After the Security Council failed to reach an agreement on whether to extend the travel exemptions, a UN waiver allowing 13 Afghan Islamic officials to travel abroad expired in August 2022.

 

“We can say that there are between 20 to 25 people who are on the blacklist and they were sanctioned. Some of them have died, of those who are alive, very few of them are now working in the government.”

 

The inclusion of Islamic Emirate officials on the UN blacklist, according to Mujahid, violates the Doha agreement.

 

“We have said many times that pressure and force will not bring any results. The war of the past 20 years has proven it that the people of Afghanistan will not surrender to pressure. Engagement and understanding are better and negotiations are a good option,” Mujahid added.

 

The Doha Agreement notably is a comprehensive peace agreement signed between the United States and the Taliban for bringing peace to Afghanistan. It was signed in Doha in 2020. The withdrawal of US forces from Afghanistan was contingent on Taliban security assurances that Afghan territory would not be used as a launch pad for attacks against the US by al-Qaeda or the Islamic State.

 

Regarding the situation in Afghanistan, a political analyst, Torek Farhadi that the ongoing humanitarian crisis and deprivation of basic rights of women is the reason behind the sanctions on the Taliban.

 

“Ensuring the rights of women for education and work and including representatives that are not Taliban at the leadership level of Afghanistan after the intra-Afghan dialogue” is the reason for the sanctions, said Torek Farhadi.

 

Furthermore, political analysts claim that the Islamic Emirate members’ continued presence on the UN blacklist is due to their failure to meet the demands of the international community.

 

“I think it is part of the world’s political pressure on the Islamic Emirate; until the Islamic Emirate observes the current system and current international laws,” a political analyst, Saleem Kakar said in a separate statement.

 

Since the Taliban seized power in Afghanistan, the crisis in the country has increased manifold, making the lives of people extremely miserable.

 

Earlier this week, the UN experts in a statement said that the denial of women’s rights to education by the Taliban in Afghanistan has no justification on any grounds as it has harmed not only them but also the country’s future in a crucial way.

 

The UN experts stressed that the continued “denial of girls and young women’s right to school in Afghanistan marks a global low in education, harming an entire gender, a generation, and the future of the country.”

 

“On 22 March 2023, schools should be reopening to girls across Afghanistan.

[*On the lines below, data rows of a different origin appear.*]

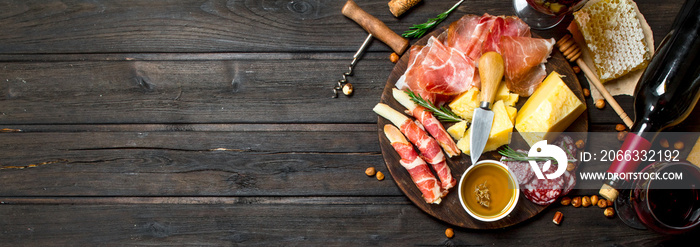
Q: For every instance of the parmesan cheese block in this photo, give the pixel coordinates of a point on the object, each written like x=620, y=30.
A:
x=550, y=109
x=614, y=37
x=501, y=129
x=510, y=99
x=457, y=130
x=464, y=104
x=694, y=156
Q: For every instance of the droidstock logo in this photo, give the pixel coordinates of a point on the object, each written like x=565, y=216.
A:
x=542, y=149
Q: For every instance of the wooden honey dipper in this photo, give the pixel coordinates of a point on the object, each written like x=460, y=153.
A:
x=572, y=52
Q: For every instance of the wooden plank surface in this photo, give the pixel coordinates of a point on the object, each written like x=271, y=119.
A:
x=210, y=123
x=36, y=27
x=264, y=221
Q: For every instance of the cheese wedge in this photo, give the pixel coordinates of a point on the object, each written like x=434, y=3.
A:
x=510, y=99
x=501, y=129
x=457, y=130
x=464, y=104
x=694, y=156
x=549, y=110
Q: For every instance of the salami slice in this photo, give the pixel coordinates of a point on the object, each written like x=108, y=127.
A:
x=522, y=171
x=543, y=191
x=568, y=145
x=569, y=182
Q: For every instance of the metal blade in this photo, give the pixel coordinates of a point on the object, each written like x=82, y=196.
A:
x=481, y=127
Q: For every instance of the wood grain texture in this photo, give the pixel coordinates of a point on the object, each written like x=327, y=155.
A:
x=450, y=209
x=102, y=26
x=209, y=122
x=286, y=88
x=328, y=222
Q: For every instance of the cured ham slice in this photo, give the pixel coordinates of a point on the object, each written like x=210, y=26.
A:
x=419, y=171
x=524, y=58
x=429, y=149
x=460, y=32
x=409, y=79
x=514, y=26
x=479, y=36
x=437, y=70
x=474, y=35
x=429, y=122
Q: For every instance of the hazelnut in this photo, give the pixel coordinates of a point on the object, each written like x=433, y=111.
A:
x=347, y=89
x=394, y=57
x=449, y=233
x=600, y=103
x=370, y=171
x=576, y=69
x=557, y=217
x=594, y=200
x=620, y=127
x=585, y=201
x=621, y=135
x=679, y=145
x=609, y=212
x=380, y=176
x=565, y=201
x=576, y=202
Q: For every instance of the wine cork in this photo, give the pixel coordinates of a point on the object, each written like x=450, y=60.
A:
x=608, y=192
x=694, y=156
x=398, y=7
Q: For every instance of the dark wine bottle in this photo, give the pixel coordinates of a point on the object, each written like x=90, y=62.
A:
x=666, y=93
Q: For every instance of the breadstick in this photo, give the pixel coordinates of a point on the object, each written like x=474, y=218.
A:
x=398, y=7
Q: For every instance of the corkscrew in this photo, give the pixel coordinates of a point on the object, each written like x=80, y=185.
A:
x=376, y=29
x=343, y=84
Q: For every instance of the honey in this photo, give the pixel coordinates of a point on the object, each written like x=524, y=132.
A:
x=495, y=180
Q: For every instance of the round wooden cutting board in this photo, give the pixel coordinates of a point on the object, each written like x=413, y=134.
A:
x=450, y=210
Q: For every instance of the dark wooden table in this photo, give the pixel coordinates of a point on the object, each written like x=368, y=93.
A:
x=211, y=123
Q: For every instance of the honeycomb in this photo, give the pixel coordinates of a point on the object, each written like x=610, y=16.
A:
x=614, y=37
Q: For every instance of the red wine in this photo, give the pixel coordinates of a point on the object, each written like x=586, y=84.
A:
x=667, y=91
x=553, y=7
x=669, y=206
x=675, y=207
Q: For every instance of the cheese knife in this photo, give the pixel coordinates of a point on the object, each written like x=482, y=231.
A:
x=491, y=68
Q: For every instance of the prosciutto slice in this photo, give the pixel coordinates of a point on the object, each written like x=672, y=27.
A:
x=524, y=58
x=428, y=120
x=419, y=171
x=460, y=32
x=436, y=69
x=429, y=149
x=447, y=68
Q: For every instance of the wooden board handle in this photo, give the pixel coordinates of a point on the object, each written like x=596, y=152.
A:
x=398, y=7
x=593, y=79
x=491, y=72
x=375, y=27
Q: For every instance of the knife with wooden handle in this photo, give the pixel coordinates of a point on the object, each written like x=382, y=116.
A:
x=375, y=27
x=491, y=72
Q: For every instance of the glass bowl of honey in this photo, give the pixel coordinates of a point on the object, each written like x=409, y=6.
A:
x=488, y=191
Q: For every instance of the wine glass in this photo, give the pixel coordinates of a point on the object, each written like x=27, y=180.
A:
x=669, y=206
x=545, y=14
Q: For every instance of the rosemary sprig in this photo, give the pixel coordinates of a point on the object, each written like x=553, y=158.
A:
x=513, y=155
x=442, y=113
x=418, y=30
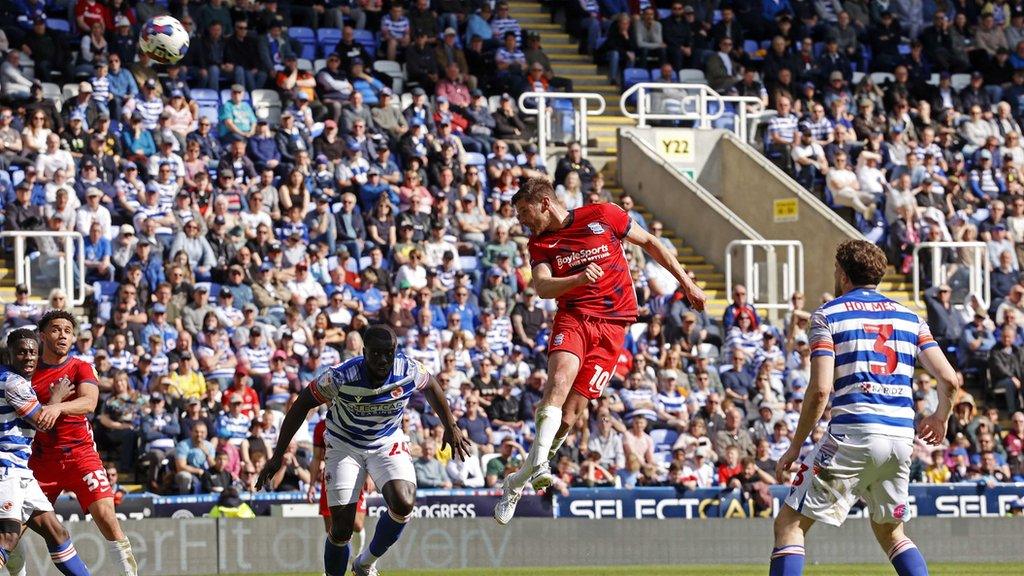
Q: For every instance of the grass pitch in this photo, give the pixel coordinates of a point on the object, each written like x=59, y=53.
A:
x=745, y=570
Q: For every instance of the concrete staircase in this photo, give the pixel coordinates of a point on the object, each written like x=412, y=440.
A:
x=567, y=63
x=586, y=77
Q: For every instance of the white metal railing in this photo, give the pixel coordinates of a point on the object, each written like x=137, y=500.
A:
x=590, y=104
x=781, y=278
x=978, y=273
x=72, y=253
x=693, y=106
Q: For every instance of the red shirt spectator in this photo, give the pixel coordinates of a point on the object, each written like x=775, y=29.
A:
x=88, y=12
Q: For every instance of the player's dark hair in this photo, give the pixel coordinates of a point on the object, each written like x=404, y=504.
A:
x=52, y=315
x=380, y=336
x=863, y=262
x=15, y=336
x=534, y=191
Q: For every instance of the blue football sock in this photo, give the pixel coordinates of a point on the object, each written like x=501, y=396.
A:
x=335, y=558
x=906, y=560
x=66, y=558
x=786, y=561
x=387, y=532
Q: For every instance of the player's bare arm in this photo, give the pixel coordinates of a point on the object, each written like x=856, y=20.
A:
x=652, y=246
x=88, y=396
x=815, y=401
x=932, y=428
x=296, y=417
x=548, y=286
x=454, y=436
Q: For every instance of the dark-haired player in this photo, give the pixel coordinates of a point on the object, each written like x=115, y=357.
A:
x=577, y=257
x=20, y=415
x=367, y=397
x=65, y=457
x=863, y=346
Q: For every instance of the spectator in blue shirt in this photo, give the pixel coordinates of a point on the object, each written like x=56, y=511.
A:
x=97, y=255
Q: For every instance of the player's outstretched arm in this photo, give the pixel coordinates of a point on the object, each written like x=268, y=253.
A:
x=295, y=417
x=453, y=434
x=815, y=400
x=548, y=286
x=662, y=255
x=932, y=428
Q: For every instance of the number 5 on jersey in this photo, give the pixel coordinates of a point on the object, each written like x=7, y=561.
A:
x=599, y=380
x=883, y=345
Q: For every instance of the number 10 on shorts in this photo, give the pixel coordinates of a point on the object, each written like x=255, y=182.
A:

Instead, it appears that for the second successive school year, teenage girls will be banned from resuming their studies – making Afghanistan the only country in the world that forbids girls and young women from attending secondary school and places of higher education,” the statement read.

 

The UN experts called education an “enabling right” which they stressed is crucial for realising other human rights like rights to work, and an adequate standard of living.